While both power consumption for hardware and cooling are significant contributors to a data center's energy costs, cooling often edges out the cost of powering the hardware itself. Here's why:

  • Inefficiency of Cooling: Traditional air-cooling systems lose a considerable amount of energy in moving and conditioning air. They often fight against the natural tendency of hot air to rise, leading to wasted effort.

  • Hardware Advances: Over time, servers and other hardware have generally become more power-efficient. Their power consumption per unit of work done has decreased.

  • Overprovisioning: Data centers often overprovision cooling capacity to ensure redundancy and prevent equipment failure.
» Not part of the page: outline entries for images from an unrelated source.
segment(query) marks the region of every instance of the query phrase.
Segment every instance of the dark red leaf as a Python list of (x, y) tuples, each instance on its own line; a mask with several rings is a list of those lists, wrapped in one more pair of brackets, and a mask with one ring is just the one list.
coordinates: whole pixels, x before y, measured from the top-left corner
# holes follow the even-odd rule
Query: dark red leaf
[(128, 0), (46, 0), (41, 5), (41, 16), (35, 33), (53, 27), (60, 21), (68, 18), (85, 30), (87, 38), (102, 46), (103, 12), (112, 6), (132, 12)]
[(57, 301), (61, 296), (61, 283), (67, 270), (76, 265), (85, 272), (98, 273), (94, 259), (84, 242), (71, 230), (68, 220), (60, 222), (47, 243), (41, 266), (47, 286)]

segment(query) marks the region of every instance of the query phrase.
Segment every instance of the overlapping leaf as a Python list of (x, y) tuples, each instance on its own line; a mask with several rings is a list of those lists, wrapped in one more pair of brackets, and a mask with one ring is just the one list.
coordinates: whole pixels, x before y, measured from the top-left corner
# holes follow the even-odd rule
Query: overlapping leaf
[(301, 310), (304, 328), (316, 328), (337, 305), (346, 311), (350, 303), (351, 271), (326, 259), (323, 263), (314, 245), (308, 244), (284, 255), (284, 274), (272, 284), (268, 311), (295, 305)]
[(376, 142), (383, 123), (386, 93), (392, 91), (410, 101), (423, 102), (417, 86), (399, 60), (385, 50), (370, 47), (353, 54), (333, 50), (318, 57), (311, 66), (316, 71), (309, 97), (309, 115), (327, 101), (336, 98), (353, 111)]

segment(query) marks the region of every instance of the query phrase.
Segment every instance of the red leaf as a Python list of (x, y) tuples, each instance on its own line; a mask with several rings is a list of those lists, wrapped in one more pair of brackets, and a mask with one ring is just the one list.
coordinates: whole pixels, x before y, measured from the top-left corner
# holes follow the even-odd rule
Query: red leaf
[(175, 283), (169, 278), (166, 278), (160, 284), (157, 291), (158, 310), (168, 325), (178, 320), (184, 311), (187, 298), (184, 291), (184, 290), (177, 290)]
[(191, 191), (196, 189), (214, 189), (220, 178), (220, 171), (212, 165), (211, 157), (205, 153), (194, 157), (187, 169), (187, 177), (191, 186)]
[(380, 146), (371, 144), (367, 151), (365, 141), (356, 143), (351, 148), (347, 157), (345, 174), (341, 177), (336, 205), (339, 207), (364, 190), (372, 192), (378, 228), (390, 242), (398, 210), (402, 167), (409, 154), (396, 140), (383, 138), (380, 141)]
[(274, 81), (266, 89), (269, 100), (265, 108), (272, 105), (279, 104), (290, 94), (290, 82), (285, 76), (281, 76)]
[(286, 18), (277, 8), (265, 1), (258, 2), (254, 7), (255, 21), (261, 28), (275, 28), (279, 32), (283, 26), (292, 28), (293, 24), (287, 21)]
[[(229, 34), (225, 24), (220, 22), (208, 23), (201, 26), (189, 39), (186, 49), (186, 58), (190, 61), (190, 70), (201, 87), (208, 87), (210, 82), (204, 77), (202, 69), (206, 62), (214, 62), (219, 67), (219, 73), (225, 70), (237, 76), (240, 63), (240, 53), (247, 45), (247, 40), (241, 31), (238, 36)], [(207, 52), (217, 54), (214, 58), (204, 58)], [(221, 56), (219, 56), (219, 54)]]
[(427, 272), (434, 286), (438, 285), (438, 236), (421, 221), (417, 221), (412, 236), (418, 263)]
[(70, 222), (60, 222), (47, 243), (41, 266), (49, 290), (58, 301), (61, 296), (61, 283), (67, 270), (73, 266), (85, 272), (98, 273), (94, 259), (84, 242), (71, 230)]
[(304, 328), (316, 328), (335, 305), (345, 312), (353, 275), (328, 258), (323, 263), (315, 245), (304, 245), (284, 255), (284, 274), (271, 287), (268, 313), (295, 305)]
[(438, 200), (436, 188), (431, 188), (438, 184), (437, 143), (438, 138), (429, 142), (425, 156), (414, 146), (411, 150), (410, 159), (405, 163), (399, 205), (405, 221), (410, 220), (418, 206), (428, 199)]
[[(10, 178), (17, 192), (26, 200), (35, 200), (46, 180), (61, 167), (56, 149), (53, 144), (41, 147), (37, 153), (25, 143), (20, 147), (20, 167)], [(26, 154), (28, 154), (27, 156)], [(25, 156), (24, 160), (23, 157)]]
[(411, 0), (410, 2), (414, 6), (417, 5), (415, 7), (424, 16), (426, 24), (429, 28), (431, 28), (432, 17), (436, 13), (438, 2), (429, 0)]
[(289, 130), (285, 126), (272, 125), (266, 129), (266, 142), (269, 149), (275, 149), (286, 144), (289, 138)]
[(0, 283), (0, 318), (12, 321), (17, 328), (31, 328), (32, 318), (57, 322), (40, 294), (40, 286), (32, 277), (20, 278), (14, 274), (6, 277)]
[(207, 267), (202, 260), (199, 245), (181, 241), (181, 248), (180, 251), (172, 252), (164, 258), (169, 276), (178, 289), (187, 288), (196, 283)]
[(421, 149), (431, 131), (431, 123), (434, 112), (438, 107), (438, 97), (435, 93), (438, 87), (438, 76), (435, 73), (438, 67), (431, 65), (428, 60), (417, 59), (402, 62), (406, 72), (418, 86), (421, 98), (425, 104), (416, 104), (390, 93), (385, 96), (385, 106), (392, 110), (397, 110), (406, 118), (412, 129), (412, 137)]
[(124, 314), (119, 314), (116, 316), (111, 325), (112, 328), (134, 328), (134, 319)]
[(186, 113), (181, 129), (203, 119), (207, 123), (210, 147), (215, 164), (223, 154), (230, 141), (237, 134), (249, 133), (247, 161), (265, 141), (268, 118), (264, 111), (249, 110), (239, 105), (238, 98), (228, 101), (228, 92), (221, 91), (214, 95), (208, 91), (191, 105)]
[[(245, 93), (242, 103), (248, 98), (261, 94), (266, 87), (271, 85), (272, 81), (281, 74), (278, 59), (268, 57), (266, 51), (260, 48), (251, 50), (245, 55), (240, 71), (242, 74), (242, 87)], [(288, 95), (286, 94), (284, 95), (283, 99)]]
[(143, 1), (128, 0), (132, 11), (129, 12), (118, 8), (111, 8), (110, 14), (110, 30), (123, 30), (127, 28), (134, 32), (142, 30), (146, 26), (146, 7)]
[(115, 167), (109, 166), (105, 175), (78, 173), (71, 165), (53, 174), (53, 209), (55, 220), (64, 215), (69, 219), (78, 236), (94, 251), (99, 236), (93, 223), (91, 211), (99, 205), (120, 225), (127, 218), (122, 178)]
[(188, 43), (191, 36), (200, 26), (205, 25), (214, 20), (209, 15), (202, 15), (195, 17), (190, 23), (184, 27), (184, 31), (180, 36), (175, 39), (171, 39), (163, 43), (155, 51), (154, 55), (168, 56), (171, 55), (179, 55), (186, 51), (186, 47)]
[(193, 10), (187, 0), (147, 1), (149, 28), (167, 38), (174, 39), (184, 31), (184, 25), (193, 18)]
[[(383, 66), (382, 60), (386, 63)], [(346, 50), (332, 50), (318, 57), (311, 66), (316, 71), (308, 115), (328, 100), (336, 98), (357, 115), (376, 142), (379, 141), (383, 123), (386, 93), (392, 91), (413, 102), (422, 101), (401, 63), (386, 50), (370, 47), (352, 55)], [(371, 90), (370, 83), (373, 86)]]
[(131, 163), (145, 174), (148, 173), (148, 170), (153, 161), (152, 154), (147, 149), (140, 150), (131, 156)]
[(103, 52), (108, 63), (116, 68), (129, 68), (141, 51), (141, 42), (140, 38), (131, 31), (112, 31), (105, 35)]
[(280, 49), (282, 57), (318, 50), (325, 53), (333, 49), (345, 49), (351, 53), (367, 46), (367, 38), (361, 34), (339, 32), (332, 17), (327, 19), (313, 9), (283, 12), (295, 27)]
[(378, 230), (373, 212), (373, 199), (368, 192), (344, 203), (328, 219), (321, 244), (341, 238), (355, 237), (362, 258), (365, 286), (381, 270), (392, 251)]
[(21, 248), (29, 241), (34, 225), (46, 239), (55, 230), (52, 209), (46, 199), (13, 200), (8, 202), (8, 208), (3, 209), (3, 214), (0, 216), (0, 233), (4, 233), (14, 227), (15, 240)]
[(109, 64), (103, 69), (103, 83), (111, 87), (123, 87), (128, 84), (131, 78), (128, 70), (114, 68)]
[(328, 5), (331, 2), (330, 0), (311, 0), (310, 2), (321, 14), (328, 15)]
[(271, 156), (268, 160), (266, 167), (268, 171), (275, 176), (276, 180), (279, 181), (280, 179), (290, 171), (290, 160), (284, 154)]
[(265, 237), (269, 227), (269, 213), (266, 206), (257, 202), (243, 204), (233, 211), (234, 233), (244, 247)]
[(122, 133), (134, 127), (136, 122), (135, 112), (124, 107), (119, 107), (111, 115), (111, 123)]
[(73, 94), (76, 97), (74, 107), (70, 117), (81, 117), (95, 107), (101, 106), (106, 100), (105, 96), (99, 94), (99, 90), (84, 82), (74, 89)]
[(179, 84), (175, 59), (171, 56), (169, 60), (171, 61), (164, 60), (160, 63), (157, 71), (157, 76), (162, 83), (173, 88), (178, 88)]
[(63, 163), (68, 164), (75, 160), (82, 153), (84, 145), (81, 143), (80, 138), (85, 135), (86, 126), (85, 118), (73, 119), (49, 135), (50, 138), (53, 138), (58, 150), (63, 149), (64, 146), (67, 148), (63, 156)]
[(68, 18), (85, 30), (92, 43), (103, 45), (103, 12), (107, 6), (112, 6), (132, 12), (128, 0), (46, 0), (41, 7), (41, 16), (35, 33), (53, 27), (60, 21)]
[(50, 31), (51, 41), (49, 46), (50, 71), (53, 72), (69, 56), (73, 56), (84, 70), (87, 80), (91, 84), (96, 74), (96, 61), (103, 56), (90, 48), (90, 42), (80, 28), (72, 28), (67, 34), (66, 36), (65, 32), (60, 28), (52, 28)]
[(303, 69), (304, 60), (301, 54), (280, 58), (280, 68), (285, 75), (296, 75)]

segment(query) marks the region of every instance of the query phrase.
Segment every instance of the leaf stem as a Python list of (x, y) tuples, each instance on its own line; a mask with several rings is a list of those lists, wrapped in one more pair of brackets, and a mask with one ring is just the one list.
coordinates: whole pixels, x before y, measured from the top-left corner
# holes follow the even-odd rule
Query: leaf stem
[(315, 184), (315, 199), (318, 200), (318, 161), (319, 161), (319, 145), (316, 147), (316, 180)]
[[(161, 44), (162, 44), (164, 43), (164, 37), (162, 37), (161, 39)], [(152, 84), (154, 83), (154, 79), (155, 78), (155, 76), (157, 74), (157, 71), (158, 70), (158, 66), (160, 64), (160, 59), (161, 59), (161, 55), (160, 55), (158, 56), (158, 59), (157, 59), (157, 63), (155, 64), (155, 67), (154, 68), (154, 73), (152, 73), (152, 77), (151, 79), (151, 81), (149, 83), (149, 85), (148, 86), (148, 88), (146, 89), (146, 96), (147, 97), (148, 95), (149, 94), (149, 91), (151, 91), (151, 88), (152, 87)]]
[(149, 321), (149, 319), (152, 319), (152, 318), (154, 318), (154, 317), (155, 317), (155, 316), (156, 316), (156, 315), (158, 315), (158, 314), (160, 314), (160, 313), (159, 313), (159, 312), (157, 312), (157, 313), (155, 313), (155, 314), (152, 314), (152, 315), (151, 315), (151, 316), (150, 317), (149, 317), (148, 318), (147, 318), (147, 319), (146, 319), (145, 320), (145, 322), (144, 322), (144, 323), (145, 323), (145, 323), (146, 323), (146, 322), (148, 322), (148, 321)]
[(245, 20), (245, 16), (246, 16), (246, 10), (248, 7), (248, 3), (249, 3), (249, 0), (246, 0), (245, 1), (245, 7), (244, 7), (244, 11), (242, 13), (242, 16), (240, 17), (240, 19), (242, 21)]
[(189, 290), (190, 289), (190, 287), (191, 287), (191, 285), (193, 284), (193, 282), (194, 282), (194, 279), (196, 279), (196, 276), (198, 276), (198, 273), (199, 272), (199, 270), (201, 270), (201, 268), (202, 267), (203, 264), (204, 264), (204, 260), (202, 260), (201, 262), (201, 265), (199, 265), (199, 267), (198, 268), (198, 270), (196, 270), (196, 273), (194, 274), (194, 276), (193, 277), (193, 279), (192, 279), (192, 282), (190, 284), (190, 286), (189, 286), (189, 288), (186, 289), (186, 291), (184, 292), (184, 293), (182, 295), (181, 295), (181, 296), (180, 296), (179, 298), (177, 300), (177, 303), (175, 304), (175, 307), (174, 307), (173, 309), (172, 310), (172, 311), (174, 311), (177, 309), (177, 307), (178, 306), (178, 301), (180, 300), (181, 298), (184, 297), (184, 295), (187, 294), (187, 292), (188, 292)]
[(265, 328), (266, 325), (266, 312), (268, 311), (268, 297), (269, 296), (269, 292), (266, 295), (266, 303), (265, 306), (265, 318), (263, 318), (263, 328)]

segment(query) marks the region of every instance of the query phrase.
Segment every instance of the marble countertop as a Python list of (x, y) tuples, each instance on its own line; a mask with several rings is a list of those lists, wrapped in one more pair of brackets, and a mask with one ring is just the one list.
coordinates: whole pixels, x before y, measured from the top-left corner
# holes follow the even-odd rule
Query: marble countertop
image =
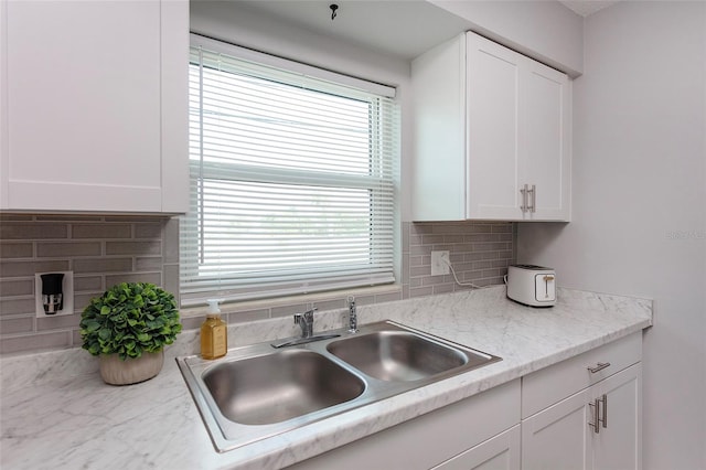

This leads to continuous energy use, even when not strictly necessary.

Approximate Cost Breakdown:

  • Cooling: Data centers can spend between 30% to 50% of their energy budget on cooling, with the average hovering around 40%.

  • Hardware: The cost of powering the actual servers, storage, and networking equipment usually falls within a similar range.

Changing Trends:

Innovative technologies are changing this equation somewhat:

  • Liquid Cooling: Direct liquid cooling and immersion cooling systems are far more efficient at removing heat, reducing energy used for cooling.

  • Specialized Chips: AI-specific chips are increasingly power efficient, lowering the relative cost of running the hardware.

💡
AI training need not happen at a specific geo location, it can happen where cooling costs are lower such as northern Canada, Greenland, Antartica or even space.

AI race will make energy cheaper, abundant and cleaner

While there have been many controversies about the energy footprint and its supposed impact on the climate, we now have a compelling reason to concentrate on "energy generation." The largest and most innovative companies globally are now going to invest more in energy research, which is expected to produce better results in the coming years.

This will significantly benefit other sectors as cheaper energy will benefit everyone, making life easier across the board.